Text-to-Speech
Conjure includes text-to-speech (TTS) capabilities that let you hear text read aloud. This is useful for proofreading dictated text, reviewing documents, or accessibility.
Platform support
System TTS voices are currently available on Windows and Linux. macOS support is planned for a future release.
TTS Providers
System Voices
Your operating system's built-in speech synthesis. Free, works offline, and requires no configuration. Voice quality varies by platform:
- Windows -- Microsoft speech voices (e.g., David, Zira, Mark)
- Linux -- espeak or festival, depending on your distribution
OpenAI TTS
High-quality neural voices from OpenAI. Requires an OpenAI API key configured in Settings.
OpenAI TTS costs
OpenAI voices use API credits at approximately $15 per 1M characters. System voices and Edge TTS are free alternatives.

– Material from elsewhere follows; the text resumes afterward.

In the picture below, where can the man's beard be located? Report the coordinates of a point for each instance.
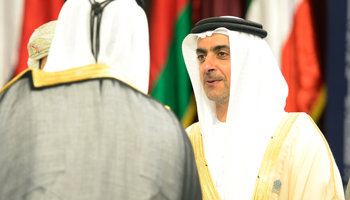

- Cost: approximately $15 per 1 million characters
- Voices: alloy, echo, fable, onyx, nova, shimmer
- Quality: significantly more natural than system voices
Edge TTS
Microsoft Edge's online TTS service. Free, high quality, wide language support. Requires an internet connection but no API key.
Speak Selected Text
The primary way to use TTS:
- Configure a Speak selected text hotkey in Settings > Input > Hotkey shortcuts
- Select text in any application (highlight it with your mouse or keyboard)
- Press the TTS hotkey
- Conjure reads the selected text aloud
Under the hood, Conjure uses the accessibility API to read the text selection. If that fails (some apps don't expose selections via accessibility), it falls back to copying the selection to the clipboard via Ctrl+C, reading the clipboard, then restoring your original clipboard contents.
TIP
If TTS doesn't speak after pressing the hotkey, you'll see a toast notification explaining what went wrong -- usually that no text was selected or the accessibility API couldn't read the selection.
Auto-Speak
You can configure Conjure to automatically speak certain outputs:
- Agent responses -- have the agent's replies read aloud automatically after each turn
- Dictation results -- hear your processed dictation read back to verify accuracy
Configure auto-speak behavior in Settings > Processing > Text-to-Speech.
The TTS Pill Overlay
When TTS is speaking, the dictation pill overlay changes to indicate the state:
| Indicator | Meaning |
|---|---|
| Purple pill with volume icon | TTS is actively speaking |
| "Speaking..." label | Audio is playing |
| Click the pill | Stops TTS playback immediately |
The TTS state is synced from the main app window to the overlay, so the pill accurately reflects playback state even when the main window is not focused.
Configuring TTS
TTS settings are found in Settings > Processing > Text-to-Speech:
- Provider -- choose between System, OpenAI, or Edge TTS
- Voice -- select from available voices for the chosen provider
- Speed -- adjust playback speed (slower for proofreading, faster for skimming)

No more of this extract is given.